Nut Brother has been able to keep exposing some of China’s more egregious pollution problems partly because his campaigns align with President Xi Jinping’s own policy goals of cleaning up the nation’s environment and building a more sustainable economy. China has made huge efforts to strengthen environmental protection in the past decade. Artists such as Nut Brother help that goal by raising awareness of environmental issues among the public, said Ellery Li, a project advisor at Beijing-based China Youth Climate Action Network.
His projects “are all very close to everyday life, like music, hotpot, or drinking water, but once you go closer you find the messages are so striking,” Li said. “China relies on government policies to solve environmental problems, but projects like this are as important because they let people realize that there are so many problems that are unseen but do exist.”
Yet the government prefers that the changes be made from the top-down and provincial authorities are wary of public criticism. Some domestic environmental groups have been silenced and international NGOs are now under additional scrutiny as the result of a 2017 law.
“I sometimes feel very helpless,” Nut Brother said. “There is no space for confrontation to solve problems in China because it would quickly alert the authorities and the actions would be crushed.”
Unlike artists such as Ai Weiwei, who adopt a stance that challenges China’s one-party system, environmental artists in China like Nut Brother try to work within the confines of the system. Performance art can raise public attention in a less confrontational way, he said.
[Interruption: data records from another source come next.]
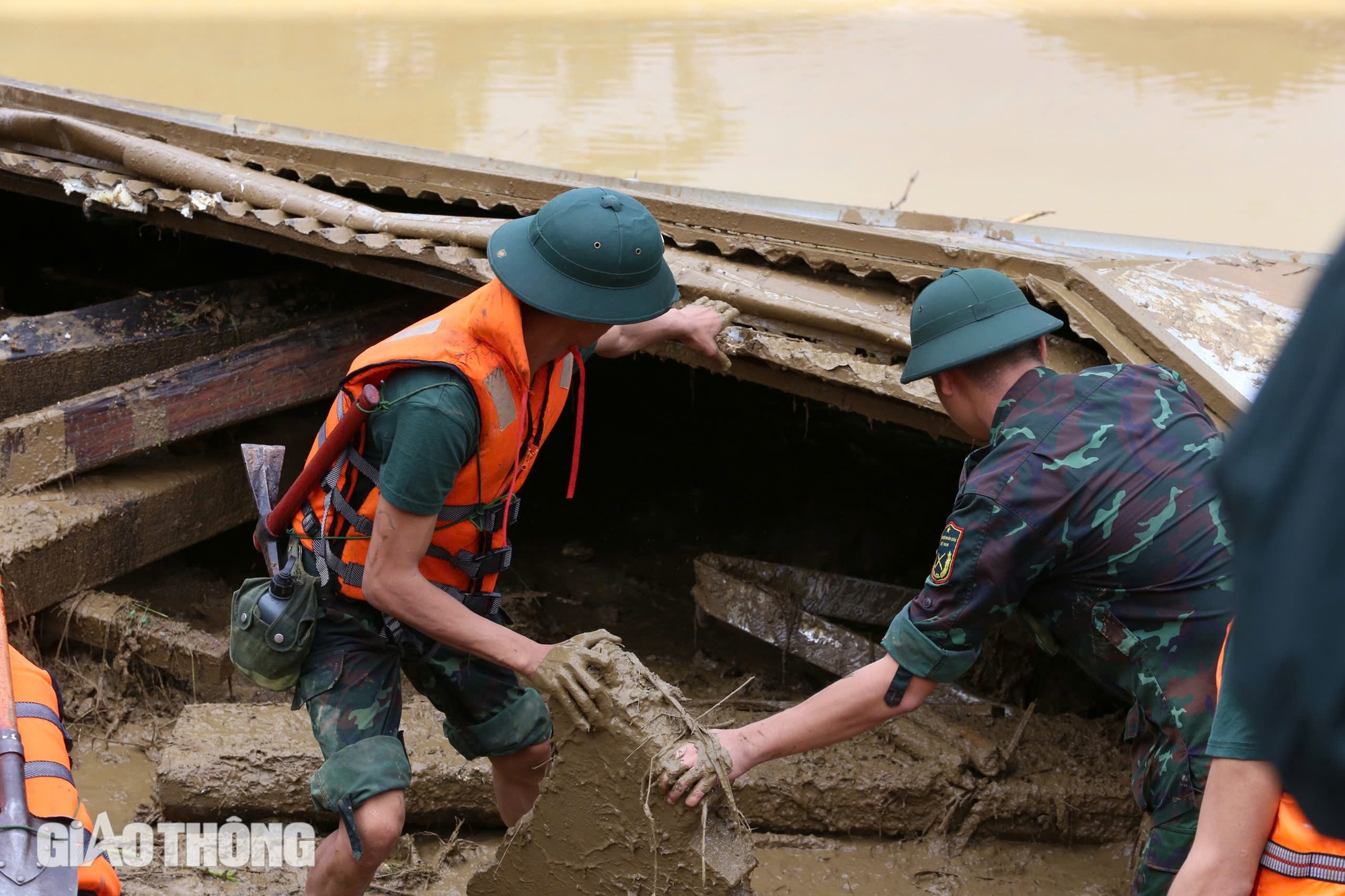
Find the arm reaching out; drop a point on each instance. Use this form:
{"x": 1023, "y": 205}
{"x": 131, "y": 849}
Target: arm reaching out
{"x": 695, "y": 326}
{"x": 844, "y": 709}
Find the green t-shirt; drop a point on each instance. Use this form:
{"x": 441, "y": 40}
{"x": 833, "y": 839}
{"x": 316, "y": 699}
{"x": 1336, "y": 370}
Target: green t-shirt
{"x": 426, "y": 438}
{"x": 1231, "y": 737}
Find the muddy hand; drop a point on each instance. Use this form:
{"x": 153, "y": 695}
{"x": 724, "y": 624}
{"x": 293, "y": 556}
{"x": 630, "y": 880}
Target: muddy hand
{"x": 691, "y": 771}
{"x": 564, "y": 676}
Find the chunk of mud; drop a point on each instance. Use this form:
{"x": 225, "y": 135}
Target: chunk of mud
{"x": 599, "y": 829}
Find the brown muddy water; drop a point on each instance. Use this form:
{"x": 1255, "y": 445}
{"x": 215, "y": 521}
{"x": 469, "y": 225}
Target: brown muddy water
{"x": 1194, "y": 120}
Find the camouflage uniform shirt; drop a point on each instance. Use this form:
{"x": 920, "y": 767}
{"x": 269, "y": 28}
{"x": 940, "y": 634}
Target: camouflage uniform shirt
{"x": 1093, "y": 510}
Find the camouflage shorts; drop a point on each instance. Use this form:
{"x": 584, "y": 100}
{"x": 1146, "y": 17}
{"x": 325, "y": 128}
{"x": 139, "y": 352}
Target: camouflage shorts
{"x": 352, "y": 684}
{"x": 1165, "y": 850}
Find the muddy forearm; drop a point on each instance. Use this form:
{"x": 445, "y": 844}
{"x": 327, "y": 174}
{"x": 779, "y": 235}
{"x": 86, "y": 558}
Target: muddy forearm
{"x": 395, "y": 585}
{"x": 845, "y": 709}
{"x": 1235, "y": 819}
{"x": 422, "y": 606}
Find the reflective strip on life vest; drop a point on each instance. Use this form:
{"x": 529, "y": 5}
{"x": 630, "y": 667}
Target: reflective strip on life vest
{"x": 28, "y": 709}
{"x": 46, "y": 768}
{"x": 1304, "y": 865}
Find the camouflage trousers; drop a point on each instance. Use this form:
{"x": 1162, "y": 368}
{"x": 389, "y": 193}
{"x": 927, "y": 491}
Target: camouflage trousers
{"x": 1165, "y": 850}
{"x": 352, "y": 684}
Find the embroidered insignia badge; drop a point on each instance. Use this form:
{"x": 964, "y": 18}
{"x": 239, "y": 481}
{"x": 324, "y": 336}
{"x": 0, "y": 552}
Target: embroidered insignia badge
{"x": 948, "y": 552}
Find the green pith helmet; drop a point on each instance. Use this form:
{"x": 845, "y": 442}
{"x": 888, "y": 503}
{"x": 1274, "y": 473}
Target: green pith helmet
{"x": 588, "y": 255}
{"x": 968, "y": 315}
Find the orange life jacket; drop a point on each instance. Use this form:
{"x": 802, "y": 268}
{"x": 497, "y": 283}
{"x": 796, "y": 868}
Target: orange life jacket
{"x": 46, "y": 768}
{"x": 1297, "y": 860}
{"x": 481, "y": 337}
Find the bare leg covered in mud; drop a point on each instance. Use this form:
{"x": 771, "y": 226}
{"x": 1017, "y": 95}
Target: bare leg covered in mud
{"x": 841, "y": 710}
{"x": 336, "y": 870}
{"x": 518, "y": 780}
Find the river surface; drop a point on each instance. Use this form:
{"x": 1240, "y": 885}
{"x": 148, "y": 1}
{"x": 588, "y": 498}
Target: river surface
{"x": 1182, "y": 119}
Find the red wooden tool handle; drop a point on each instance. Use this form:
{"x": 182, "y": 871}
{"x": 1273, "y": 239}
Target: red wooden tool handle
{"x": 322, "y": 460}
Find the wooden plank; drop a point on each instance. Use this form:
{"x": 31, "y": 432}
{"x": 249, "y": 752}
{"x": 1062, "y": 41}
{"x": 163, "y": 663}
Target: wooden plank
{"x": 63, "y": 540}
{"x": 263, "y": 377}
{"x": 52, "y": 357}
{"x": 1133, "y": 322}
{"x": 1087, "y": 321}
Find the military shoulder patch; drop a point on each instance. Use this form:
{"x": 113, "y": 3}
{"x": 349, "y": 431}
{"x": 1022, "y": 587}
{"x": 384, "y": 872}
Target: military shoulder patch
{"x": 948, "y": 552}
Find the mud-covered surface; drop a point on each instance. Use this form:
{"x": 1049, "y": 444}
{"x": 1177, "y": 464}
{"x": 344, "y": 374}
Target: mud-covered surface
{"x": 599, "y": 825}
In 2018, Nut Brother filled 10,000 bottles from a popular spring-water brand with drinking water from a village near Yulin in Shaanxi province that had been polluted by three local coal mines and an oilfield belonging to China Petroleum & Chemical Corp. He piled the bottles in an exhibit outside Beijing’s trendy 798 Art Zone. Authorities shut the stall after two weeks, but the local government in Shaanxi investigated the pollution in the village and announced that a new water supply with purification would be installed.
Last year, found the artist touring the country with friends as a “heavy metal” band, giving impromptu concerts in eight venues that had been polluted by metal mining and smelting. In a town in Inner Mongolia, they sang about poisoned wastewater:
“Mountains have become a sea, grasslands became a lake.
Fish show their white bellies, dogs have brain damage
And the hearts of migrating birds are broken.
The homeland has become a cemetery.”
Now he says the space for protest is narrowing and he and his friends are being harassed more often by the police.
In his latest project, the artist found a public phone booth in Beijing that hasn't been used for years and invited citizens of Huludao in Liaoning Province to use it as a complaint hotline. Huludao is home to mining, chemical plants and one of China’s largest zinc and lead smelters, and has a track record of toxic air. Efforts by residents to raise the issue through traditional channels or media are blocked or censored, the artist said. From 3 p.m. to 5 p.m. every Saturday, residents of the city can call the line and anyone can go to the booth in the capital and answer the call. Nut Brother is collecting responses from those who listened to the grievances, but his social media posts on the project have consistently disappeared and he says no Chinese mainstream media will cover it.
“The changes in the past decade mean we need to have projects that are more creative if we are determined solve the environmental problems,” he said.